Please help me solve the following:
Given the following Sigma Notation:
Given the following: $$\sum_{k=1}^n (2k+1)$$
what is the greatest number of terms for which $S_n<68$?
I tried the following:
$\sum_{k=1}^n (2k+1)$
$S_1=2(1)+1=3$
$S_2=2(2)+1=5$
$S_3=2(3)+1=7$
$t_1+t_2+t_3+ \ldots +2(k)+1= 3+5+7+...2(k)+1$
$a=3$
$d=2$
$S_n=\frac{n(2a+(n-1)d}{2}$
$68>\frac{n(2(3)+2n-2}{2}$
$34>n(4+2n)$
$17>n(2+n)$
$17>2n+n^2$
This where I get stuck, I feel like my approach is completely wrong. Please assist.
On
Just to add an observation to the answer of N. F. Taussig: consider a square, it can be divided in the following way
and this proves that the sum of the first $n$ odd numbers (starting from $1$) is $n^2$. Your sum is the sum of the first $n+1$ odd numbers where you are neglecting the first (you have $n$ addends from $1$ to $n$), so it is $(n+1)^2-1$ and you have to solve $(n+1)^2<69$ in integers.

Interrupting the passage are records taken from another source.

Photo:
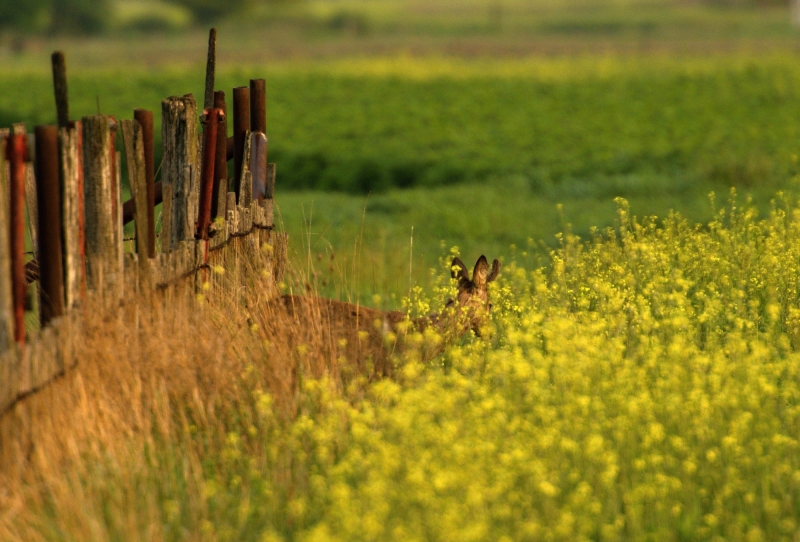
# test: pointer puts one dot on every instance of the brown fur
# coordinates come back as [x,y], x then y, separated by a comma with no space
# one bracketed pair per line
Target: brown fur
[369,338]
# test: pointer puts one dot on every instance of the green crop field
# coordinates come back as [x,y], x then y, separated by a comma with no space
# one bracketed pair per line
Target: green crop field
[634,164]
[479,153]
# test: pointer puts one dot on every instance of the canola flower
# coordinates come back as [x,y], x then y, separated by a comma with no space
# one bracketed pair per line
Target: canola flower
[645,385]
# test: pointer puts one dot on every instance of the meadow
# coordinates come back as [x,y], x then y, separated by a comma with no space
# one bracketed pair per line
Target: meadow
[642,385]
[368,148]
[636,172]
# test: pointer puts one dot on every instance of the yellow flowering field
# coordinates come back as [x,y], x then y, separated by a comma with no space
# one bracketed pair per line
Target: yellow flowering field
[644,384]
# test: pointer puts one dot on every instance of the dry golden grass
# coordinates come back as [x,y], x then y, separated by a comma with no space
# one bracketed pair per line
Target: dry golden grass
[148,375]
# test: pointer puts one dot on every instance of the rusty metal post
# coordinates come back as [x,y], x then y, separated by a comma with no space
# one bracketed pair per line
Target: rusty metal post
[258,106]
[16,151]
[211,65]
[258,143]
[241,125]
[6,290]
[145,120]
[51,269]
[60,88]
[221,162]
[211,118]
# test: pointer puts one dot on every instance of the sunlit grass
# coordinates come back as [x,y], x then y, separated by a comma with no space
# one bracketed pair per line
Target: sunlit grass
[641,385]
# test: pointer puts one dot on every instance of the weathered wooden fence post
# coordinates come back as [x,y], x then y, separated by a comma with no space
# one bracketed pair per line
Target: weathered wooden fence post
[16,152]
[221,163]
[101,230]
[51,271]
[59,63]
[241,135]
[258,137]
[72,202]
[145,120]
[133,138]
[179,169]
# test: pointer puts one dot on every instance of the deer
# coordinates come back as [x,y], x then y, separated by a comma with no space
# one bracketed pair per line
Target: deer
[365,340]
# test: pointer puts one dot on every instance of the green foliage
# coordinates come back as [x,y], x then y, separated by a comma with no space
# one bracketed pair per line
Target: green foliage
[24,17]
[56,16]
[594,127]
[80,16]
[210,11]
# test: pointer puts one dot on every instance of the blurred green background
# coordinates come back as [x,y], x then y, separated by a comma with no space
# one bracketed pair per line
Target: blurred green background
[490,125]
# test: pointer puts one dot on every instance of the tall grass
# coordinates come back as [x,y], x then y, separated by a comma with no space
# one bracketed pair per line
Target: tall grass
[643,385]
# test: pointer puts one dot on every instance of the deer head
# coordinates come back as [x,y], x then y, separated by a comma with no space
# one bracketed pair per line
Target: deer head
[472,299]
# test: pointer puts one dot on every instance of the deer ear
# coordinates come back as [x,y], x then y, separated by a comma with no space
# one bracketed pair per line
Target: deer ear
[458,270]
[495,271]
[480,272]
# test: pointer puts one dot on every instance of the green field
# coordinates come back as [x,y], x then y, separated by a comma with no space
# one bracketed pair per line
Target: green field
[478,153]
[639,379]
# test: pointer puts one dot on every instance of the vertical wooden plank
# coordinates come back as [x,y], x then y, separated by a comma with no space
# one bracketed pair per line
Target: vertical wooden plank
[119,225]
[179,165]
[6,297]
[133,138]
[241,134]
[51,271]
[32,207]
[221,163]
[17,149]
[59,64]
[145,119]
[258,165]
[98,194]
[166,218]
[72,213]
[231,218]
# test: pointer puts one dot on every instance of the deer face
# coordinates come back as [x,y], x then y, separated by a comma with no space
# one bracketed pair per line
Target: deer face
[472,299]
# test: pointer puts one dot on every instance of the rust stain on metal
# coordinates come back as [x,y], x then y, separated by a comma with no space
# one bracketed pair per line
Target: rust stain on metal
[211,119]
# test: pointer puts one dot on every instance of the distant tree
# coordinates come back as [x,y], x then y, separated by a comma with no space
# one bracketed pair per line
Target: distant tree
[80,16]
[209,11]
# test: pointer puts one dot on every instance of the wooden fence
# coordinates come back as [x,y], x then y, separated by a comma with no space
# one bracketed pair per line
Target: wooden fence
[67,180]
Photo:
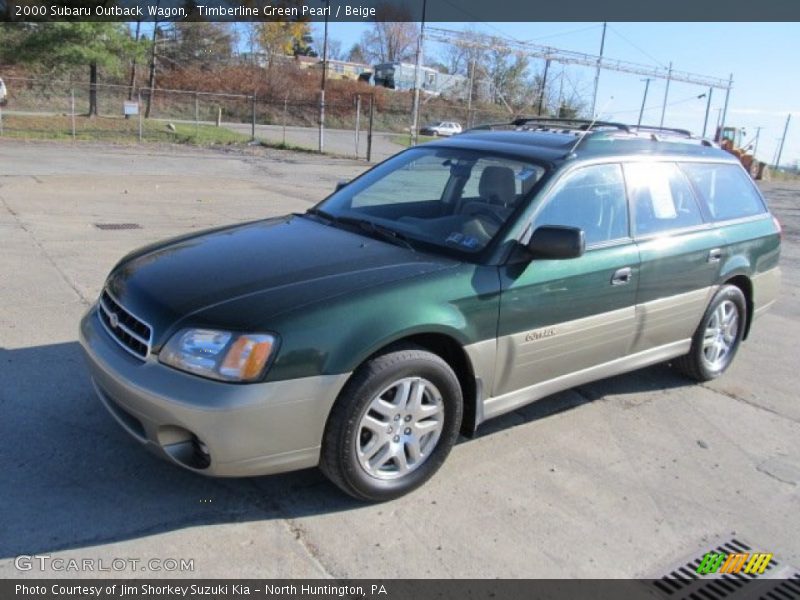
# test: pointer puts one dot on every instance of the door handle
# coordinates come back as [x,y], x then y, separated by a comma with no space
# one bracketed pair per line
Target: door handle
[622,276]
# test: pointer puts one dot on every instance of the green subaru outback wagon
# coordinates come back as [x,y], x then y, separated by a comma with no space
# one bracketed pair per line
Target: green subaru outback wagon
[450,284]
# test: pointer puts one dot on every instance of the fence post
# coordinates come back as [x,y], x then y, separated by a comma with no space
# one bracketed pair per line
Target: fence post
[72,111]
[139,112]
[285,106]
[253,124]
[369,129]
[358,119]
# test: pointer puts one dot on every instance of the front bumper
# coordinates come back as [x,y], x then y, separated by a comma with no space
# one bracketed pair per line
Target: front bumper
[216,428]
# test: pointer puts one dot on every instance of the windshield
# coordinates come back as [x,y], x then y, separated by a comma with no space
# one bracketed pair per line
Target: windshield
[449,197]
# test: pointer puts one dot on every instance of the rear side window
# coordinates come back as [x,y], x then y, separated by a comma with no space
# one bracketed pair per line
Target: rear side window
[725,189]
[661,197]
[591,198]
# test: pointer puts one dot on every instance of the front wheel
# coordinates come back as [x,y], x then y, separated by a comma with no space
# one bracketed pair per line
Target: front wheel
[718,336]
[393,425]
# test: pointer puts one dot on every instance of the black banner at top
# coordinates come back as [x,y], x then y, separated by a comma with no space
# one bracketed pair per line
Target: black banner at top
[400,10]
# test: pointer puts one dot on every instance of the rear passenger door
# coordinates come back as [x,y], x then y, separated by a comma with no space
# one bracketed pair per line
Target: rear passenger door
[680,254]
[562,316]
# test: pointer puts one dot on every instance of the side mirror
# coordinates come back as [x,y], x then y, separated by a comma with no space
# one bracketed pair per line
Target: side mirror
[557,242]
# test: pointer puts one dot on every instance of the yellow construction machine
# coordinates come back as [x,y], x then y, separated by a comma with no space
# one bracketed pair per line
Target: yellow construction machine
[731,139]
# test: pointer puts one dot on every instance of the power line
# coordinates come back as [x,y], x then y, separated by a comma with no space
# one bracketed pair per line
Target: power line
[654,59]
[475,39]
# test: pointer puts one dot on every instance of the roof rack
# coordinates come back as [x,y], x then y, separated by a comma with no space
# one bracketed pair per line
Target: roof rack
[553,122]
[581,124]
[584,128]
[659,129]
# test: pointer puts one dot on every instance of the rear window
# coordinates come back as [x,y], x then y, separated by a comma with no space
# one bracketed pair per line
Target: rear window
[726,190]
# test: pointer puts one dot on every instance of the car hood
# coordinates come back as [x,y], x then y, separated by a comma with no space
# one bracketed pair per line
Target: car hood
[259,269]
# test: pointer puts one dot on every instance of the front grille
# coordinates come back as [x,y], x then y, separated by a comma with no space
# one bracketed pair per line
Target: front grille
[130,332]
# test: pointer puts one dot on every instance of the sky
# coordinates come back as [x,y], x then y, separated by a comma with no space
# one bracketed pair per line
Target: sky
[762,57]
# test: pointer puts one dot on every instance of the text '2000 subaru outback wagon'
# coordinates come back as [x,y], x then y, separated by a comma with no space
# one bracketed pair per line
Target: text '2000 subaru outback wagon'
[450,284]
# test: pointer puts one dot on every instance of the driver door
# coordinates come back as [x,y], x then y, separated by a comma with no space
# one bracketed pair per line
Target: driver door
[562,316]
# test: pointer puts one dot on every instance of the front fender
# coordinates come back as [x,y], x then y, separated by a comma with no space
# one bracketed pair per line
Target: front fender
[337,336]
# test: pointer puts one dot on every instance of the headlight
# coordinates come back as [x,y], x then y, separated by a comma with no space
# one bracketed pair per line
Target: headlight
[219,354]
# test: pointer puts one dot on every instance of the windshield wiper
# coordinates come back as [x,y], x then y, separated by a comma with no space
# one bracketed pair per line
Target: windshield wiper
[386,233]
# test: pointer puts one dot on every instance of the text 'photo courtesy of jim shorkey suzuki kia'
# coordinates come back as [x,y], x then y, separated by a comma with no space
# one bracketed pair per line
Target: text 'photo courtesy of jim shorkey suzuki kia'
[452,283]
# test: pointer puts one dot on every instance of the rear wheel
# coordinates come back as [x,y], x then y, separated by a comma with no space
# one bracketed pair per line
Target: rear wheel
[393,425]
[718,336]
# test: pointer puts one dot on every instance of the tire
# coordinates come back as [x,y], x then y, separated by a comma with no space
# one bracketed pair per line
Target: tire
[364,452]
[718,336]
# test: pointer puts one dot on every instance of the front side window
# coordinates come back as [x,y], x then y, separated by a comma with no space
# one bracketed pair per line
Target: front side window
[661,198]
[590,198]
[726,190]
[449,197]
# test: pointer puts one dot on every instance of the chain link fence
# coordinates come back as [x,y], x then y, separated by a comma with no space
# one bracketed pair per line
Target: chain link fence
[371,123]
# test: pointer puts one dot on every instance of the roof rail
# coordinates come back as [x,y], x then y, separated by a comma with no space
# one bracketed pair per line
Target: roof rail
[582,124]
[668,130]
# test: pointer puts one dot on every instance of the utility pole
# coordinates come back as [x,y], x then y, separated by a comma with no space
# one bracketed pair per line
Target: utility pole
[644,99]
[725,108]
[708,108]
[322,84]
[418,63]
[783,139]
[469,93]
[133,63]
[152,82]
[666,95]
[755,142]
[597,73]
[544,86]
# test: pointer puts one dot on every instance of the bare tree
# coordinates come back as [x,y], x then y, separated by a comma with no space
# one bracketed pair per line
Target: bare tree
[393,38]
[334,47]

We are given $$S_n = \sum_{k = 1}^{n} (2k + 1)$$ Since we want to find the largest value of $n$ such that $S_n < 68$, $$S_n = \sum_{k = 1}^{n} (2k + 1) < 68$$ Since the sequence $(a_k)$ defined by $a_k = 2k + 1$ is arithmetic, this is an arithmetic series. Hence, the $n$th partial sum is $$S_n = \frac{n(a_1 + a_n)}{2} = \frac{n[a_1 + a_1 + (n - 1)d]}{2} = \frac{n[2a_1 + (n - 1)d]}{2}$$ Observe that $a_1 = 2 \cdot 1 + 1 = 3$ and $a_n = 2n + 1$. Hence, \begin{align*} S_n & < 68\\ \frac{n(a_1 + a_n)}{2} & < 68\\ \frac{n(3 + 2n + 1)}{2} & < 68\\ \frac{n(2n + 4)}{2} & < 68\\ n(n + 2) & < 68\\ n^2 + 2n & < 68\\ n^2 + 2n + 1 & < 68 + 1 && \text{complete the square}\\ (n + 1)^2 & < 69 \end{align*} The largest integer with square less than $69$ is $8$. Thus, $n + 1 = 8 \implies n = 7$.
Check: By direct calculation, $$\sum_{k = 1}^7 (2k + 1) = 3 + 5 + 7 + 9 + 11 + 13 + 15 = 61 < 68$$ while $$\sum_{k = 1}^8 (2k + 1) = 3 + 5 + 7 + 9 + 11 + 13 + 15 + 17 = 78 > 68$$ Thus, $n = 7$ is correct.
Where did you make a mistake?
After using the formula $$S_n = \frac{n[2a_1 + (n - 1)d}{2}$$ to obtain $$S_n = \frac{n(2 \cdot 3 + (n - 1) \cdot 2}{2}$$ you obtained $$S_n = \frac{n(6 + 2n - 2)}{2}$$ Therefore, you obtained $$\frac{n(2 \cdot 3 + 2n - 2)}{2} < 68$$ You then multiplied the expression on the left-hand side in my work by $2$ while dividing $68$ by $2$, so you were off by a factor of $4$.
You should have obtained \begin{align*} \frac{n(6 + 2n - 2)}{2} & < 68\\ \frac{n(2n + 4)}{2} & < 68\\ n(n + 2) & < 68 \end{align*} and then proceeded as above.